Charlotte replaced the receiver and lay down on Marin’s bed.
“You’re aware Mark Schrader killed himself in Mexico,” the reporter said on the telephone.
“Arizona,” Charlotte said. She was still lying on Marin’s bed. The sound of the man’s voice hurt her ear and she held the receiver several inches away.
“About Mark and Marin—”
“Arizona. Not Mexico. He killed himself in Nogales, Arizona.”
“Absolutely. My slip. Would you say that Marin was romantically involved with Mark?”
“Romantically involved,” Charlotte repeated.
“Involved in a romantic way, yes.”
The harelip’s the fresh meat they’ll throw on the trail, they can’t afford him, Marin’s not stupid .
I wouldn’t rely on that .
“You see you’re thinking of Nogales, Sonora,” Charlotte said.
“Absolutely,” the reporter said. “Very good. About Mark and—”
“You don’t have to congratulate me. For knowing the difference between Arizona and Mexico.”
“About Marin and—”
This is the worst behavior yet .
“Fuck Marin,” Charlotte said.
“Because he was married to you,” Leonard said when she called him in Miami. “That’s why I told him he could stay at your fucking ranch. Because you kissed him goodbye at Idlewild and told him you’d be back in a week. Because he was Marin’s father. And because I don’t happen to believe it’s Porter who is dying.”
“ Is Marin’s father, Is .”
“You didn’t hear what I said. I said I don’t happen to believe he’s talking about anybody but himself.”
There was a silence.
“I heard what you said,” Charlotte said finally. “Tell me—”
“Tell you what.”
“Tell me—”
“Tell you if you’re not there when I get back I’ll shoot myself?”
Charlotte said nothing.
“I won’t. That’s his game, not mine. I want you. I don’t need you.”

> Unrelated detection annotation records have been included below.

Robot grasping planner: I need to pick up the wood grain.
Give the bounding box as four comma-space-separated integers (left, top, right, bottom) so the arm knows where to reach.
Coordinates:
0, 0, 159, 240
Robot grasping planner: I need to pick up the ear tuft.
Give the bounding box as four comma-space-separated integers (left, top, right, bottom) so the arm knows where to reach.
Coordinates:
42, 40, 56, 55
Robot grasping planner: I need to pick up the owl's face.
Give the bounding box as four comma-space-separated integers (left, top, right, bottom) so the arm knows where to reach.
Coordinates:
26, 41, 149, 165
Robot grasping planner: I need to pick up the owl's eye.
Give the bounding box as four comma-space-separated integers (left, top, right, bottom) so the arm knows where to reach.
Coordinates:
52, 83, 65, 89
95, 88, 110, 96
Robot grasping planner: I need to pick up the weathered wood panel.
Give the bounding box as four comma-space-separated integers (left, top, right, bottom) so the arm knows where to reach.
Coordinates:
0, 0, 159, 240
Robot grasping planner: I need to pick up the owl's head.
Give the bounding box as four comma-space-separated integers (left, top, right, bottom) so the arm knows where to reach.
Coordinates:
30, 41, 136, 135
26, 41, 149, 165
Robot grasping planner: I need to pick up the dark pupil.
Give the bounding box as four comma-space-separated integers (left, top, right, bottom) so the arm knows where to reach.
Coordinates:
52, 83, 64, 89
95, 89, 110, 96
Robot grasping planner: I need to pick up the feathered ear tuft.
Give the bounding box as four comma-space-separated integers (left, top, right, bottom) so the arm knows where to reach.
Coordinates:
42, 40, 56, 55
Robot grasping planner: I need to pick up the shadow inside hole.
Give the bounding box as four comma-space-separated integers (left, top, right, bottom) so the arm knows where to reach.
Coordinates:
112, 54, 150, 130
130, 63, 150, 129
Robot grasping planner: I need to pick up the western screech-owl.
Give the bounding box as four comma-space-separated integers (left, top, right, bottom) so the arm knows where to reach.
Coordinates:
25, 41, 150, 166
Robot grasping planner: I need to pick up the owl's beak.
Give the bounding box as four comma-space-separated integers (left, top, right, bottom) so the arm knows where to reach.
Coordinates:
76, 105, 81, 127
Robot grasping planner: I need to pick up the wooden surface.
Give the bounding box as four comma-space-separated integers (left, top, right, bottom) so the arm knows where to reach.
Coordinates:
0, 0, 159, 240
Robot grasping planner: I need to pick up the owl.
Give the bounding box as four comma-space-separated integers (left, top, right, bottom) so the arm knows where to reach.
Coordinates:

“If you think he’s dying he’s not,” Charlotte said after a while. “If you’re trying to say you think he’s dying you’re wrong.”
Leonard said nothing.
“Something else you were wrong about,” Charlotte said. “You said I’d leave you the same way I left him. I’m not. I’m leaving you. I’m telling you.”
The rain was light and the dark came early and the traffic moved. By the time she arrived at the turn-off to the Hollister ranch she was just ten months short of the Boca Grande airport. El Aeropuerto del Presidente General Luis Strasser-Mendana. My brother-in-law. Deceased.